Introduction
This paper discusses the central currently studied relationships and effects of various environmental toxicants and the development of neurodegenerative diseases. The literature review showed that this relationship exists, but at the moment, it has been studied pointwise; in the scientific community, there is no systematization or classification of the available knowledge for various groups of toxicants. As a result, a quantitative study of a sample of a risk group of people who have already been exposed to toxication for a specific time, for example, in the workplace, is proposed. With the help of GWAS analysis, it is proposed to analyze the potential correlation and evaluate its statistical significance using the t-test.
Background
Neurotoxicity is a property of chemicals acting on the body in a non-mechanical way to cause a violation of the structure and functions of the nervous system. The developing toxic process can be based on damage to any structural element of the nervous system by modifying plastic, energy exchanges, disruption of generation, conduction of a nerve impulse along excitable membranes, and signal transmission in synapses. Neurotoxicity can manifest direct and mediated damage to other organs and systems, the action of toxicants on the nervous system (Li et al., 2021). Neurotoxicity is inherent in most known substances. Therefore, almost any acute intoxication is accompanied to some extent by dysfunctions of the nervous system (Brecht et al., 2004). Substances for which the threshold of sensitivity of the nervous system itself or its individual histological and anatomical formations is significantly lower than other organs and systems, and the intoxication of which is based on violations of the motor, sensory functions of the nervous system, memory, thinking, emotions, behavior, are conditionally referred to as neurotoxicants, even if the mechanisms of their toxic action are not known (Li et al., 2021). For example, lead intoxication in children leads to mental retardation and impairs learning abilities. The mechanism of this phenomenon is unknown, but it is generally accepted that neurotoxicity is a property of lead. The study of the features of the action of individual neurotoxicants allows us to understand the mechanisms of the phenomenon of neurotoxicity in general.

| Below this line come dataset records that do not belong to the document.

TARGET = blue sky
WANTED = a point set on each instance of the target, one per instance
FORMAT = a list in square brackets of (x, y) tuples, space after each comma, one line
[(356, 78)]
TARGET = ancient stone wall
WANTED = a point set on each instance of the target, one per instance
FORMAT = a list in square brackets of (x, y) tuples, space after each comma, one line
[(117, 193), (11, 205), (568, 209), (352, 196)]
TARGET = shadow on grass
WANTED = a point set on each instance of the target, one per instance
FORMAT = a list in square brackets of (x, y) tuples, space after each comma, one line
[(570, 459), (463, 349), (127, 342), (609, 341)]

The vulnerability of the nervous system to the damaging effects of chemicals is due to the following circumstances. Firstly, many chemicals easily penetrate the BBB and also act on nerve formations that the BBB does not protect, and long nerve processes (axons and dendrites) significantly increase the contact area of ​​the neuron with its environment, increasing the vulnerability of cells to toxic damage. Second, for the ordinary course of physiological processes in the CNS, it is necessary to maintain the electrochemical balance in the elements of the nervous system, which is ensured by numerous mechanisms that can be affected by various chemicals (Brecht et al., 2004). Thirdly, nerve cells, as a rule, cannot regenerate; therefore, their death leads to relatively permanent consequences. Finally, toxic damage sustained at an early age may manifest and intensify as the body ages, as neuronal loss and other changes in the nervous system progressively increase in the second half of life. Even minor violations of the structure and function of the nervous system can have detrimental consequences for the functioning of the body as a whole, manifested by neurological and behavioral disorders and changes in the functions of other organs and systems.

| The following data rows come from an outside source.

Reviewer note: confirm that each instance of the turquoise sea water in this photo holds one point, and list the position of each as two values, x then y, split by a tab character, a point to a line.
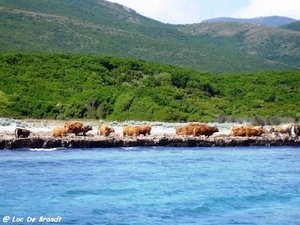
251	185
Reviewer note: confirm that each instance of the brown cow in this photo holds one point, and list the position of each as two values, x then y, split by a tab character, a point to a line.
22	132
297	130
144	129
131	131
204	130
60	132
77	128
247	131
251	132
283	129
105	130
238	131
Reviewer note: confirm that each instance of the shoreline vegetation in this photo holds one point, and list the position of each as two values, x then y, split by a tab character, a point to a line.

Neurotoxicants, like other xenobiotics, enter the body by inhalation through the mouth or skin. Several substances can act in several ways. The essential condition for the direct action of a neurotoxicant on the central nervous system is its ability to penetrate the blood-brain barrier. Substances that do not penetrate the BBB can cause toxic effects in the periphery, mainly in ​​synaptic contacts between nerve fibers and innervated cells of organs, autonomic and sensory ganglia (Morris et al., 2014). All neurotoxicants can be divided into five groups, the representatives of which will be evaluated in this study. The first group represents organic solvents: benzene, xylene, methanol, and others. Metals, such as zinc, and aluminum, comprise the second group. Organophosphorus compounds, carbamates, and methylmercury are included in the group of pesticides. Finally, toxic gases are released, such as carbon monoxide, hydrogen sulfide, hydrocyanic acid, and a group of substances not included in all the previous ones, namely phenol and acrylamide.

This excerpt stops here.